1769 - Traité de Bruxelles entre Marie-Thérèse et Louis XV : Gernelle est cédé à la France.
1770 - Jean Baptiste Scaillet mayeur de Rumel et Jeanne Poncelet son épouse remettent le moulin de Gernelle et Rumel dit moulin d'Alma, et dépendances, à leur fils Jean Baptiste.
1771 - L'abbé et les religieuses de Laval-Dieu cèdent aux habitants de Gernelle leurs droits sur le moulin d'Alma.
1777 - Gernelle : 150 communiants. Seigneur : Duchesse de Mazarin (A cette époque c'est la duchesse d' Aumont épouse d'Honoré de Grimaldi)
1779 - Gernelle devient Français.
XIXème siècle - Gernelle, une nouvelle église est construite. En 1881, on compte 374 habitants. A cette époque, le pain coûte 0,80 Francs le kilo.

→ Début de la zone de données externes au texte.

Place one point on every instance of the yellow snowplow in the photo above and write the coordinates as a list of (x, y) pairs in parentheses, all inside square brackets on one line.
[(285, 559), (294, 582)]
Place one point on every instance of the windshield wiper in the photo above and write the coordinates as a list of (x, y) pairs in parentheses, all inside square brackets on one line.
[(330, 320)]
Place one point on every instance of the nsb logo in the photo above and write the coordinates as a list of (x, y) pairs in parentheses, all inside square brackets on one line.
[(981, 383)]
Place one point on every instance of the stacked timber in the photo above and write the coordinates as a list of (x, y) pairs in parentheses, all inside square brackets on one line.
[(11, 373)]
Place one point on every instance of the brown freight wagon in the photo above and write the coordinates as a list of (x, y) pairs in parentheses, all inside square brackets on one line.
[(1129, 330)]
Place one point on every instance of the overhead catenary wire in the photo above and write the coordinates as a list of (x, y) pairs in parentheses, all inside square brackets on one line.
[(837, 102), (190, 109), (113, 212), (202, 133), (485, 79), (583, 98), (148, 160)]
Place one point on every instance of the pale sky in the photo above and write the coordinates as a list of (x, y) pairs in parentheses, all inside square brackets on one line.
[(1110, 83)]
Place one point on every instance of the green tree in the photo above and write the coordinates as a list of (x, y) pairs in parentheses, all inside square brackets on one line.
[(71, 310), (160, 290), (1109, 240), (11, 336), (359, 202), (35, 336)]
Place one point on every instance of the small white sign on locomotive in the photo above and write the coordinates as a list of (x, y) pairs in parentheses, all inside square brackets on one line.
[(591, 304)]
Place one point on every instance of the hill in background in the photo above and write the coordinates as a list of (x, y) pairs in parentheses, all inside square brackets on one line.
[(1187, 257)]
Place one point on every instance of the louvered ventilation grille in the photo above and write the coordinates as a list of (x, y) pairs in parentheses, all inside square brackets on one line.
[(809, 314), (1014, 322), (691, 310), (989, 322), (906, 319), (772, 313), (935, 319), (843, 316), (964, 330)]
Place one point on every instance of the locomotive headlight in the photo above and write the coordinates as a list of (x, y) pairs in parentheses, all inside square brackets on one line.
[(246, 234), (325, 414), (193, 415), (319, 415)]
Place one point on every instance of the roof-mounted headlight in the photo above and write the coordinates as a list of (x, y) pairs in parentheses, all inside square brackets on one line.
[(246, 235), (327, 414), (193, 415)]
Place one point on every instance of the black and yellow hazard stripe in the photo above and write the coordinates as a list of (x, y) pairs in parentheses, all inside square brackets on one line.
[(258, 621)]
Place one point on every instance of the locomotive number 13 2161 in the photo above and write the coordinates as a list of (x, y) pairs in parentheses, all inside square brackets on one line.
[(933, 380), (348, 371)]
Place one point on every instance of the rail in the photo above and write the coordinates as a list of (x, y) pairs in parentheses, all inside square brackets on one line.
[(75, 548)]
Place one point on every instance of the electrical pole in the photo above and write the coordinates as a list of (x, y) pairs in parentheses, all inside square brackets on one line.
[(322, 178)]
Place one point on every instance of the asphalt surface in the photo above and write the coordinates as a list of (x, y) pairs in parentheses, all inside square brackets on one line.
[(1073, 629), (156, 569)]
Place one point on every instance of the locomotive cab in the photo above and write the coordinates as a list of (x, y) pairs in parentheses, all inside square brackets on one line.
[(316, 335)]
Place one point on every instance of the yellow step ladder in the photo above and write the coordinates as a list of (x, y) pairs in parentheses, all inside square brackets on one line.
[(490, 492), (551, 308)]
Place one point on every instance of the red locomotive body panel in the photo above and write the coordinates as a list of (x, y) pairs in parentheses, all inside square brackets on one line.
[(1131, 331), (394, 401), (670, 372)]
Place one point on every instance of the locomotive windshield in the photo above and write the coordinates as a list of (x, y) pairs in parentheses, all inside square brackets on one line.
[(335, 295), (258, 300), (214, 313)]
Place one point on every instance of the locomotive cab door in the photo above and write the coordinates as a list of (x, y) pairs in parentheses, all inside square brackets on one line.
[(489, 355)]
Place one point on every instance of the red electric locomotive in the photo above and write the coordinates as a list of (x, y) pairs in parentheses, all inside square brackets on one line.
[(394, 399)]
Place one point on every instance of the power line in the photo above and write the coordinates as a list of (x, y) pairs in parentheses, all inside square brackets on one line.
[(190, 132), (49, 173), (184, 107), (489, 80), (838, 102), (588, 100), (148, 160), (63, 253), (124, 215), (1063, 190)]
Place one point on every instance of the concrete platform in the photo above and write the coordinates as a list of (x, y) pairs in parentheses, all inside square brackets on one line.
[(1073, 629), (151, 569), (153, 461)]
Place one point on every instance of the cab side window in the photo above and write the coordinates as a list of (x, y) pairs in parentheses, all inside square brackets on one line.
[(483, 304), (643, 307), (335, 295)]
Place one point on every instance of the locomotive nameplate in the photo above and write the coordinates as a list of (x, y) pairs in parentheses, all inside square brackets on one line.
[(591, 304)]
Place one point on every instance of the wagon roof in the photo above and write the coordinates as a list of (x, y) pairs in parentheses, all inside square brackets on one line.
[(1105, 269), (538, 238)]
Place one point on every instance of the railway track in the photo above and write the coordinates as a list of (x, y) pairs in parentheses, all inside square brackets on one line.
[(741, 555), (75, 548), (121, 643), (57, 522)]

Dès 1880, la concurrence des machines à clous et le développement des industries métallurgiques implantées dans les vallées ardennaises (Meuse, Semoy, Vrigne, Goutelle) ont poussé les cloutiers à abandonner leurs enclumes pour travailler dans les usines (fonderies, tréfileries, laminoirs, estampages, emboutissages, boulonneries, .).Le dernier artisan cloutier du village, Emile Charles Godard a cessé son activité en 1883. D'autres se sont momentanément reconvertis dans la contrebande de tabac entre la France et la Belgique. Les lois scolaires promulguées en 1881 et 1882 par Jules FERRY, permirent aux enfants de 6 à 13 ans d'échapper au travail dans les usines et les ateliers. Toutefois, dès la fin de leur scolarité, les enfants trouvaient « une place » dans l'industrie.